El florecimiento de la rosa, de Antonia Lácoz

Es como si la(s) vida(s) se empeñara(n) en ocultar con velos más o menos densos la luz originaria que emana desde nuestra alma y la poesía tuviera el don de rescatarnos de nuestras propias tinieblas. Y es que el lenguaje poético, antes de serlo, se manifiesta en el alma como una energía luminosa, vital, que se expande a través del aura y que tiene que ver con una sutil purificación de nuestro prisma interior.

Cuando conocí a Antonia Lácoz la sentí poseída por esa antigua luz espiritual, transformada internamente una suerte de lenguaje poético grabado en su alma antes de ser escrito.

Bromeé conmigo mismo retándome a adivinar algunos de los versos latentes que, tarde o temprano, ella acabaría plasmando en el papel. Tuve claro que me encontraba ante una gran poeta… que, según me informó, era totalmente inédita.

A las pocas semanas ya había nacido Dolor y gozo de la rosa. No le costó trabajo: un libro que su alma había ido grabando desde su niñez, preñado de ese perfume memorable cuyo gozo o dolor lejano van perdiendo sus aristas para transformarse en memoria amorosa.

Un parto sin dolor, largamente madurado durante toda su vida: un poemario entrañable rezumando memoria, constatando la floreciente presencia de lo que creímos ido.

Pero aquello que bien podía haber sido el culmen, fue solo un principio. Y a aquella rosa de perfume doliente le llegó el esplendor inusitado de una primavera imprevista: El florecimiento de la rosa, un “milagro de la primavera” cuando creíamos que estábamos abocados al invierno, un milagro semejante al que el bueno de A. Machado sorprendió reverdeciendo el tronco carcomido de un olmo del Duero. Y es que Antonia Lácoz, con su mirada poética ha sabido desentrañar la extraordinaria luz de lo cotidiano, esquiva a la mirada superficial al uso. Tal vez ese sea el mensaje unitario de todo el libro: enseñarnos a ver el destello maravilloso que refulge en cualquier instante fijándose especialmente en la transformación perpetua que nos ofrece la naturaleza en el trasegar de las cuatro estaciones.

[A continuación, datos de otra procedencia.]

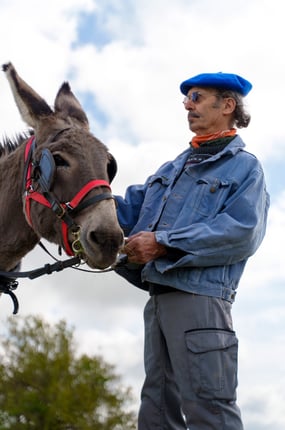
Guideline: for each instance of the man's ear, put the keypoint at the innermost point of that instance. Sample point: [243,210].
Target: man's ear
[229,105]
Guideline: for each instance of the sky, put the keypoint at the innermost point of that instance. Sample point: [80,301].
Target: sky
[125,60]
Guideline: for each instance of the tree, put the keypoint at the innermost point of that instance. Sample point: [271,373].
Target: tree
[45,386]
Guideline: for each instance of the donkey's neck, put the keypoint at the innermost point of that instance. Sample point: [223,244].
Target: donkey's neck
[17,237]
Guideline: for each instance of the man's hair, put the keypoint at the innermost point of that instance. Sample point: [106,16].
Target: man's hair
[241,118]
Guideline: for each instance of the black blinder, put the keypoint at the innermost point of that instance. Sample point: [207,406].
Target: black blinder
[112,167]
[46,170]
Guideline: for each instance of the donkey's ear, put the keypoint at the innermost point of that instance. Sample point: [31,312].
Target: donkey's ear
[31,106]
[111,167]
[67,106]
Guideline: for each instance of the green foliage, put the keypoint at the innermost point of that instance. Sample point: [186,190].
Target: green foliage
[45,386]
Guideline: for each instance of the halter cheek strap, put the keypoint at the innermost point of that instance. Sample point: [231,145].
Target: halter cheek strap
[62,210]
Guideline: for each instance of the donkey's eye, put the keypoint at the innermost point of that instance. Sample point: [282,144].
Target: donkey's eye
[59,161]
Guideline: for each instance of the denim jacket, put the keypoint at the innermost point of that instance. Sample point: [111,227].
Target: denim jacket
[211,216]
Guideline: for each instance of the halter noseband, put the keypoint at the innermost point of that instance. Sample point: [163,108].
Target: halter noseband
[64,211]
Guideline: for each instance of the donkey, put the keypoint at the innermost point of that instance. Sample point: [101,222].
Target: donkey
[55,183]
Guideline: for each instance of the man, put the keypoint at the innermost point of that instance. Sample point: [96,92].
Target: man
[191,228]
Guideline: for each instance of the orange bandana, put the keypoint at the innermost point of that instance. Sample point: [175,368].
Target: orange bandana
[197,140]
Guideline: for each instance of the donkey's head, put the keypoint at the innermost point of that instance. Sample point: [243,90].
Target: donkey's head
[67,197]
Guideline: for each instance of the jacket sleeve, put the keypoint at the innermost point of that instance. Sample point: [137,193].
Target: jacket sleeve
[230,236]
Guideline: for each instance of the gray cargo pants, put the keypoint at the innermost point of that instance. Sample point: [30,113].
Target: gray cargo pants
[190,364]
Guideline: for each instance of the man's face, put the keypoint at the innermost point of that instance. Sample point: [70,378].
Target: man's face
[207,111]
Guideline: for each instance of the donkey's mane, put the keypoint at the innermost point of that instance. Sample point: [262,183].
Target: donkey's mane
[10,144]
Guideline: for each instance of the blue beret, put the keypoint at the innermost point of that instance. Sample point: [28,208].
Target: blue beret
[227,81]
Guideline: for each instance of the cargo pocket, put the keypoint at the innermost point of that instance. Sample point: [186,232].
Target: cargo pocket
[213,363]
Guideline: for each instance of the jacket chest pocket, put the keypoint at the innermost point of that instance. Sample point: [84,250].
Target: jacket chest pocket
[211,195]
[157,186]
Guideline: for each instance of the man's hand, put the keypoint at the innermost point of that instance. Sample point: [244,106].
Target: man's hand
[143,247]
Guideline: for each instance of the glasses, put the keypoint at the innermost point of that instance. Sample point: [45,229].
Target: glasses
[195,97]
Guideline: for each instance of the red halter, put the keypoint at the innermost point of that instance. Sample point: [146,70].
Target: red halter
[62,210]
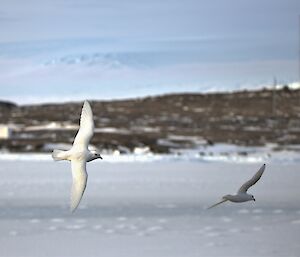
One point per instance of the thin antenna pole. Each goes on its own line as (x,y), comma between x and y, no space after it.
(274,97)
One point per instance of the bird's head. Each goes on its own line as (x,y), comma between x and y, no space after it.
(94,155)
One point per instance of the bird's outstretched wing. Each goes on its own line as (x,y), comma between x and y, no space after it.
(224,200)
(79,175)
(253,180)
(86,129)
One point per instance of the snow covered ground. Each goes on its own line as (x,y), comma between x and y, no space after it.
(146,209)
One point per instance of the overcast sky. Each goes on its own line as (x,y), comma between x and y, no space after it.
(63,50)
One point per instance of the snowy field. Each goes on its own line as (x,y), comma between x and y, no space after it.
(141,209)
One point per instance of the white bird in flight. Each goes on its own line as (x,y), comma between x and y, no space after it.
(79,154)
(242,195)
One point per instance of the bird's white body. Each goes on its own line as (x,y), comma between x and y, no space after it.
(79,155)
(242,195)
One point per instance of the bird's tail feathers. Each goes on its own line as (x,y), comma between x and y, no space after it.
(224,200)
(58,155)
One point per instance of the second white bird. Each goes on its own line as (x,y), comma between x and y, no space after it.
(242,195)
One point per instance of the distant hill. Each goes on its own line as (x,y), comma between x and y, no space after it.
(162,123)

Y es un milagro porque la poeta descubre que, bajo lo que llamamos realidad –ya afirmó Einstein que la realidad tal como la concebimos no existe, pues todo es un pasmoso y atómico vacío- hay una esencia real pero inmaterial, impregnada de honda y potente belleza, y que habita en el paraíso anímico de cada cual.

Allá lejos, La Paloma,

evocada en tu  paraíso,

recuerdos-sueños; mar,

viento, infancia, cielo…

atardeceres de profundidad,

silencio. Solo el oleaje,

el viento y los colores

renovados, indescriptibles

del misterio.

La mirada va desvelando el alma de los paisajes, las hondas vivencias que creímos olvidadas emergen al presente con denodada consciencia lírica hasta alcanzar la plena fusión entre el observador y lo observado, entre el alma del paisaje y el paisaje del alma…

Delicadas ramas de  imperceptible

palidez rosa  mecen sus brazos ,

sus cabellos al viento. Los cipreses

son suspiros oscuros hacia

la tarde arrebolada.

Al final, la voz ya no pertenece al poeta, ni tan solo al lector, sino al paisaje mismo, o mejor dicho, a la totalidad, a la fusión cuya voz merodea por el éxtasis:

también piedra, cielo, vida vibrante,

en unión amorosa, en presencia atenta,

dichosa, sin pensamiento.

Sintiéndome uno con este instante

en que centellea  la vida, ya sagrada.